While other kids pressed play to enjoy the story, Tendulkar found herself drawn to the process behind the scenes. She would watch “making of” videos, fascinated by the creative techniques that brought her favorite characters to life. This early passion for animation has stayed with her, growing into a dedicated pursuit in her PhD studies, where she now works with Carl Vondrick on using computer vision and graphics techniques to make films and video games come alive. Her research, recognized with the prestigious Apple Scholars in AIML PhD fellowship, explores how to create digital humans that interact more authentically with their environments, aiming to push the boundaries of perceptive and generative tools for designers and developers.

(1) Tendulkar at CVPR, (2) Purva Tendulkar, Samir Gadre, Revant Teotia, Basile Van Hoorick, Ruoshi Liu, Sachit Menon, (3) Dídac Surís, Purva Tendulkar, Scott Geng, Arjun Mani, Sachit Menon, Ishaan Chandratreya, Basile Van Hoorick, Carl Vondrick, Sruthi Sudhakar, Mia Chiquier, Revant Teotia

In this interview, Tendulkar delves into the inspiration behind her research and her vision for the future of realistic human motion in digital environments.

Q: Can you describe your research focus and what motivates your work?
My research interests lie at the intersection of Computer Vision, Machine Learning, and Computer Graphics. My vision is to emulate the varied facets of human behavior authentically. I work on understanding and synthesizing humans and how they interact with their physical surroundings. This has applications in developing cutting-edge video games, robotic simulators, and immersive AR/VR experiences – all of which cater to human needs and behaviors.

I grew up watching Disney movies and have been fascinated with the magic that could be created on-screen by bringing animated characters to life and the emotions they evoked in me. I would find myself watching hours of behind-the-scenes of these movies – how the artists hand-designed each character’s personality and refined the animations (e.g., sword fights) to be more realistic.

This directly reflected my choices when it came to selecting a topic to work on in the first year of my PhD – which was to synthesize all the realistic ways humans might interact with the world.

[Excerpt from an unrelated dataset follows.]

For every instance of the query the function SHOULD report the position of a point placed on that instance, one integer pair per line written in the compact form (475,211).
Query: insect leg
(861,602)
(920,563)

This theme has stayed consistent throughout my PhD.

 

Q: What challenges and questions drive your research?
Humans interact with the world, as well as each other, in a variety of physically and logically plausible ways that come very naturally to us. However, it is difficult to teach machines what is plausible and what is not – one of the biggest challenges is the data. Presently, human motion data arises from highly accurate but extremely expensive motion capture systems that are catered to a specific scene. On the other hand, there is abundant information present in internet videos (e.g., on YouTube) that cannot possibly be captured in a studio. Through my research, I aim to creatively combine the benefits of complementary data sources to build powerful generative models that wouldn’t be possible with just one source.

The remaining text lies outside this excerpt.